In March 1972, Gladieux was arrested in Fort Lauderdale, Florida and charged with possession of marijuana and public intoxication. He was arrested with a female companion and told a reporter that he didn't know "about the stuff they say they found in the glove compartment.

As a member of the New York Stars in the World Football League Gladieux is named Player of the Week for his performance in the Stars' 43-10 victory over the Houston Texans in Week 7 of the 1974 season. "I'm no great runner, I'm just a winner," said Gladieux who ran for 84 yards and three touchdowns. He would finish the season as the Stars leading rusher.
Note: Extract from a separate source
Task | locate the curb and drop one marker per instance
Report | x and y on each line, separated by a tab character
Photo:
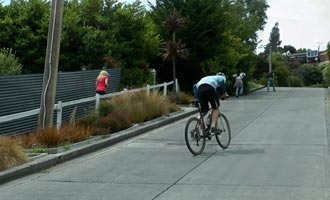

In the spring of 1980, he along with nearly 500 other players discovered they were part of a settlement between the NFL and NFLPA. Gladieux received $2330 in a pension as a result of him being on an NFL roster between 1972 and 1975. He received this news while completing a round of golf.

In retirement, Gladieux worked as a bartender at Gabby's Pub, a saloon in New Hampshire and returned to his alma mater in 1986 as an assistant on Lou Holtz's staff. Later, he and his wife opened a travel agency that they ran together for 24 years and made a cameo appearance in the 1993 feature film "Rudy." In 2022, Gladieux was recognized in his high school's "Ring of Honor."